- Origin: Los Angeles, California, United States
- Genres: Psychedelic rock, garage rock
- Years active: 1967–1969
- Labels: Uptown Records Tower Records
- Past members: Danny Altchuler Fred Barnett Jeff Barnett Walt Flannery Mike Joyce Lana Hale Bonnie Blunt

= The Love Exchange =

The Love Exchange was an American psychedelic rock band, best known for their single "Swallow the Sun", released in 1967. Sixteen-year-old Bonnie Blunt was the band's lead singer. They were signed by Uptown Records, a subsidiary of MCA Records.

=="Swallow the Sun" (1967)==

By late November 1967, The Love Exchange released a single, "Swallow the Sun" b/w "Meadow Memory" (Uptown Records 755). Written by John Merrill, "Swallow the Sun" is described as the band's "chief claim to fame" and "a nice folk-rock-psychedelic tune that's emblematic of the time with its trippily optimistic lyrics, garage-like Mamas & the Papas female-male harmonies, and swirling organ". "Swallow the Sun" was "a re-titled cover of 'Dark on You Now' (with some different lyrics) by the Peanut Butter Conspiracy", which had previously been recorded by Merrill's previous band, The Ashes. The song was anthologized on the Los Angeles portion of the Highs in the Mid-Sixties series, and also on the folk-rock volume of the Nuggets series on Rhino in the 1980s.

==Love Exchange (1968)==

The Love Exchange's eponymous 1968 album Love Exchange was recorded in one day at Leo de Gar Kulka's Golden State Recorders Studios at Harrison Street, San Francisco, produced by Larry Goldberg of Number One Productions, who "put his name on our songs", and was credited with writing most of the songs, with the exception of "the appropriately melancholy and ghostly 'Ballad of a Sad Man' (written by bassist Mike Joyce)".

There is some conjecture that Goldberg took two of the LP's backing tracks and used them on a single by The Floor Traders (MTA Records 136). The A-side of this single was "Live a Little," a cover of a song from the Broadway musical How Now, Dow Jones. The B-side is "Don't Call Me No More." Both songs sound very much like a Golden Recorders session where the Love Exchange album was recorded, but there is no definitive indication on the session tapes. Previous citation of two tracks, including "Live a Little," being used on the actual original cast recording of the musical on RCA Records is erroneous.

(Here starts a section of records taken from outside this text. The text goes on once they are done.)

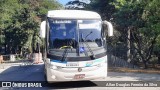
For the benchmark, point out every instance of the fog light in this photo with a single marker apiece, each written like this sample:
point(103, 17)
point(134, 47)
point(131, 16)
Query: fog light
point(99, 65)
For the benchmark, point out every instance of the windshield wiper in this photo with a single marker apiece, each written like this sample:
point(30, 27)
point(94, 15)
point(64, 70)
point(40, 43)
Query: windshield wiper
point(89, 48)
point(65, 53)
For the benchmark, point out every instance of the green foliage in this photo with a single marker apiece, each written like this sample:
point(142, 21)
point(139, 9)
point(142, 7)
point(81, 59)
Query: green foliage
point(19, 22)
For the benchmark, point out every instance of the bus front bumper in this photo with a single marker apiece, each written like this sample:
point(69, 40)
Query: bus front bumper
point(76, 74)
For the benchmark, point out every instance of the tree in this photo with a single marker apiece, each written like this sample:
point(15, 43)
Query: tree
point(20, 22)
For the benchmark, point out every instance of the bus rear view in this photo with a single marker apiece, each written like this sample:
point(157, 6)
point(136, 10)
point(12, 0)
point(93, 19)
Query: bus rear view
point(75, 45)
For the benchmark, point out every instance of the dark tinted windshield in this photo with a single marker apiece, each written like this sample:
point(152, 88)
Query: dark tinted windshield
point(62, 33)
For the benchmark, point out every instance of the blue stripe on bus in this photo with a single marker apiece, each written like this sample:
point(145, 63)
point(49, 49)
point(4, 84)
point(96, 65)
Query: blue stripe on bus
point(59, 61)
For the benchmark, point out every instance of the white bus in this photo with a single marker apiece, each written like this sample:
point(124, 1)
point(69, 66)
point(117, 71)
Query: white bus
point(75, 45)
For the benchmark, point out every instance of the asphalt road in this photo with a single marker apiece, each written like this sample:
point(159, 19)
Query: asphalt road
point(35, 73)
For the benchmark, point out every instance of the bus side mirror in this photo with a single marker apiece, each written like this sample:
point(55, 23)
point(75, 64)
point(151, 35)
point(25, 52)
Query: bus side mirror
point(110, 28)
point(43, 29)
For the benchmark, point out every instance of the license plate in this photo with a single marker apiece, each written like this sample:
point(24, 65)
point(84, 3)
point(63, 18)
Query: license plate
point(79, 76)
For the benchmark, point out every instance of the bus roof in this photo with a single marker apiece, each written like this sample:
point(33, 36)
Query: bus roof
point(73, 14)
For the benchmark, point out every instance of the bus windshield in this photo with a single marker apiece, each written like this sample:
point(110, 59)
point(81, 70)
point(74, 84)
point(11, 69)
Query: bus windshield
point(71, 32)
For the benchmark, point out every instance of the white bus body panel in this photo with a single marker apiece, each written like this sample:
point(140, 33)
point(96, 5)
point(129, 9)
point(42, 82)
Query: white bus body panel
point(96, 70)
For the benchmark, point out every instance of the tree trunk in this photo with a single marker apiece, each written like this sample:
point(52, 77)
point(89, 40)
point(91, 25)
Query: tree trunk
point(128, 45)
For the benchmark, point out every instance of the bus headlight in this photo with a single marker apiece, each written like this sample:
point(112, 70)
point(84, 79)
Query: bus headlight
point(52, 66)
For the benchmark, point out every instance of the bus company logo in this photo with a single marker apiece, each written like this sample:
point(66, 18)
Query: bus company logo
point(6, 84)
point(79, 69)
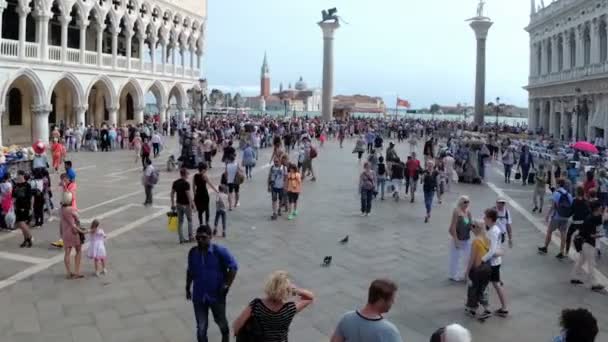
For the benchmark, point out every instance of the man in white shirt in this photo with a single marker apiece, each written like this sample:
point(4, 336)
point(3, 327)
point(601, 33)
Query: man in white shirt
point(504, 221)
point(494, 258)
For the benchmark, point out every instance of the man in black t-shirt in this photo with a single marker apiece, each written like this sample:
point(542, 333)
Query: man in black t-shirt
point(588, 234)
point(22, 195)
point(181, 201)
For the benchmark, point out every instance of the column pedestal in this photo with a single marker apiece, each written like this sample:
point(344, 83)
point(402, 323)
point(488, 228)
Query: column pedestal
point(327, 107)
point(480, 26)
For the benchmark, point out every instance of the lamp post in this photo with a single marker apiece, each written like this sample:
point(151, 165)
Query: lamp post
point(497, 107)
point(202, 93)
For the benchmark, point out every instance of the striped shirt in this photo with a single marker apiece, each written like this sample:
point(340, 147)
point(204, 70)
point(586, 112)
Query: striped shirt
point(275, 325)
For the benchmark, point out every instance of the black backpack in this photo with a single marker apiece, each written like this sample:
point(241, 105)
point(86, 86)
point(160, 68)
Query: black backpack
point(564, 206)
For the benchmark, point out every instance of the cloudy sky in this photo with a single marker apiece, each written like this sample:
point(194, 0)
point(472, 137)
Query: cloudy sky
point(421, 50)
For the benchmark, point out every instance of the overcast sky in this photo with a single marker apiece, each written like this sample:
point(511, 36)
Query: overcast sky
point(422, 50)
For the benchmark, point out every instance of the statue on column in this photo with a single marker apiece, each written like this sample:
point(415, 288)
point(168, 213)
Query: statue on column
point(480, 6)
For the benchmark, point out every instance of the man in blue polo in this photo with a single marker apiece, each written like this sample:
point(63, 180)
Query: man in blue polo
point(212, 269)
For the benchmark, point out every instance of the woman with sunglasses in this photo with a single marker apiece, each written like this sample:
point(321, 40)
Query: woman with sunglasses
point(460, 232)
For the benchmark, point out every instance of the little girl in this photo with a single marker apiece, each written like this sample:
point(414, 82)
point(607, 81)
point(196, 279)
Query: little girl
point(97, 248)
point(220, 209)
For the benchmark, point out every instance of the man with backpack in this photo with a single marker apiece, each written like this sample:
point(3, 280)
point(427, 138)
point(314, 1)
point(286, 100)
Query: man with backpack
point(558, 218)
point(150, 179)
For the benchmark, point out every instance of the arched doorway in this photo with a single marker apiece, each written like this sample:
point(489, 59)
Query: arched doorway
point(101, 100)
point(130, 109)
point(21, 97)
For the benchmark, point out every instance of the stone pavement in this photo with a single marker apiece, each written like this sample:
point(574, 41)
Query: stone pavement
point(142, 297)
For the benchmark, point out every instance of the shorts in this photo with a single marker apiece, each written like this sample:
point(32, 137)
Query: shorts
point(293, 197)
point(558, 223)
point(233, 188)
point(495, 274)
point(22, 215)
point(277, 194)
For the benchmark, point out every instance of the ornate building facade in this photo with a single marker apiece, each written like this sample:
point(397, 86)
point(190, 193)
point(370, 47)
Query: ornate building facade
point(93, 61)
point(568, 82)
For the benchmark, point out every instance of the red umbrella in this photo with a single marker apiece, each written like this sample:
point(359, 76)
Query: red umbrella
point(585, 147)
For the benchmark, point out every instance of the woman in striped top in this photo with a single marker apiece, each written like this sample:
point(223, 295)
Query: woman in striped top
point(275, 312)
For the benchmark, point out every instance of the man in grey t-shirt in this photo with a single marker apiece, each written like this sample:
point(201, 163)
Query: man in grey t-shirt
point(368, 324)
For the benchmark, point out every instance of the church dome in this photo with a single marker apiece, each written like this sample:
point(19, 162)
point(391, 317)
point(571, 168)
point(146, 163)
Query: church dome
point(301, 85)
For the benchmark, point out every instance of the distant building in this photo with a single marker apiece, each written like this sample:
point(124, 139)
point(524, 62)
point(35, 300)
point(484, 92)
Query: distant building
point(300, 99)
point(348, 105)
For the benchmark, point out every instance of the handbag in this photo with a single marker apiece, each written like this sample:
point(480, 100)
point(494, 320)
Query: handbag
point(172, 221)
point(251, 331)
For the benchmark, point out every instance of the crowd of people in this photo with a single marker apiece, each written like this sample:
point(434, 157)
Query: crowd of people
point(476, 248)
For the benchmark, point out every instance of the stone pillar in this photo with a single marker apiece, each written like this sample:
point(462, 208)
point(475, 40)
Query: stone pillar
point(115, 30)
point(142, 40)
point(566, 50)
point(139, 115)
point(113, 115)
point(23, 11)
point(128, 38)
point(580, 46)
point(65, 20)
point(100, 28)
point(595, 41)
point(83, 40)
point(42, 20)
point(543, 57)
point(481, 26)
point(554, 54)
point(327, 107)
point(40, 123)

In April 1968, Love Exchange was released and received a favorable rating by Billboard. However, music critic Richie Unterberger was less charitable in his assessment of the album: "In addition to featuring "Swallow the Sun," [it] had an assortment of minor-league psych-folk-pop crossover efforts, few of them written by the band. ... These were pretty shallow garage-psych-folk-rock efforts with their utopian rose-colored lyrics and organ-modal-guitar combinations, like a minor-league Peanut Butter Conspiracy (who weren't such major talents themselves)."

The Love Exchange played often in Los Angeles, including gigs at Pandora's Box and other Sunset Strip clubs, the Los Angeles Sports Arena, and at some festivals, but broke up after appearing at the Newport '69 Pop Festival in June 1969.